Tal Chalozin has been keeping a close eye on these launches. Innovid, the video advertising company where Chalozin is CTO, is betting on a bright future for streaming and connected TVs (for example, it’s one of Peacock’s ad partners), and he compared the early months of services like Apple TV+, Disney+, HBO Max and Peacock to a first date.

After all, these services have benefited from trial periods and free subscriptions from partners like Verizon (which owns TechCrunch), as well as from splashy launches and an environment where audiences have been eager for any source of home entertainment.

“Next year, all of those services are leveling up to a different world, where people are going to need to start paying for it,” Chalozin said.

Streaming services will also have to face financial reality in other ways. Launching a new streaming service is expensive — for example, despite its success, Disney’s direct-to-consumer division reported a net loss of $580 million in its most recent quarter. While media/telecom executives and Wall Street investors seem willing to make big investments for a streaming-centric future, they’ll expect to see actual profits soon — and the pressure will be particularly high if streaming is expected to make up for lost theatrical and cable revenue.

Chalozin added that many streaming providers are about to discover that the streaming business is “a lot more like e-commerce economics versus television economics.” After all, it’s much easier to unsubscribe from a streaming service than it is to cancel an entire cable bundle, which means streamers will see substantial churn rates. Meanwhile, as more and more competitors launch their own services, it could become even more expensive to attract new subscribers.

“At some point it becomes $45 to acquire a customer,” Chalozin predicted. “That becomes very hard to justify, when it takes me a long time to break even [and] the amount of time that you stay with the service is shorter.”
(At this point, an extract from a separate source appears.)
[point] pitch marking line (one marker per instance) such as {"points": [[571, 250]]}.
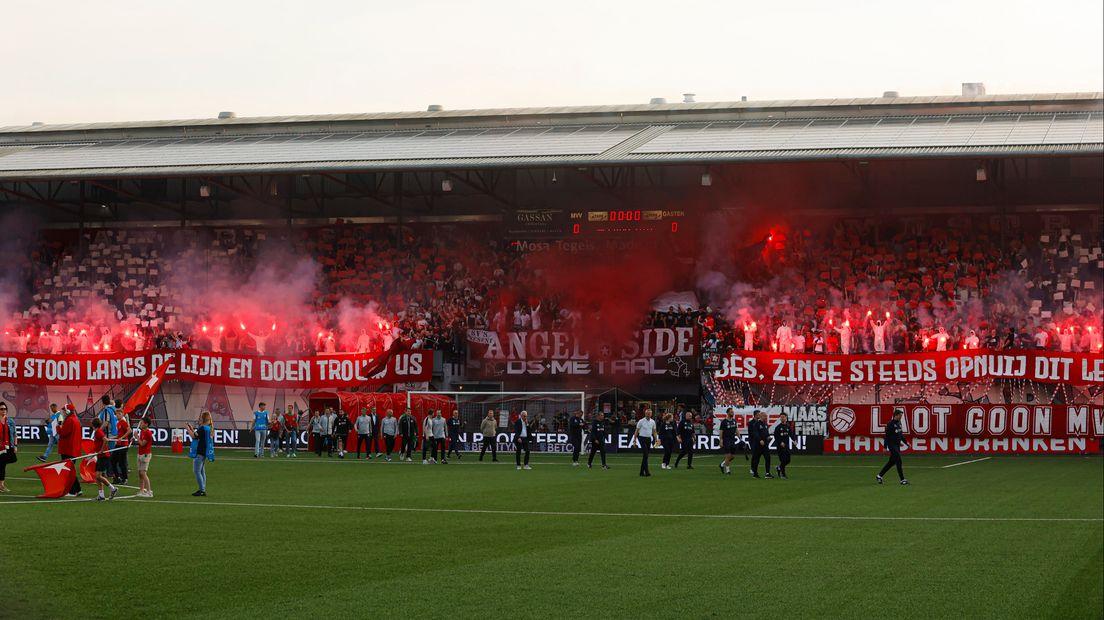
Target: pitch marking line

As a result, Chalozin suggested that media companies start looking for alternatives, which will mean more bundling and more consolidation.

There will be no shortage of new streaming services in the short term: Discovery+ is scheduled to launch on January 4, and ViacomCBS plans to relaunch its CBS All Access service as Paramount+ in the coming year. But it’s hard to escape Chalozin’s conclusion that everyone will have to make some tough choices in 2021.

“At some point all the novelty will wear off, the free trials will wear off,” he said. “Everyone will say, ‘I saw ‘The Mandalorian’ and I saw ‘Wonder Woman.’’ Now you need to roll up your sleeves … to shave dollars from every place you can. you need to be a lot more mathematical about the way that this will work.”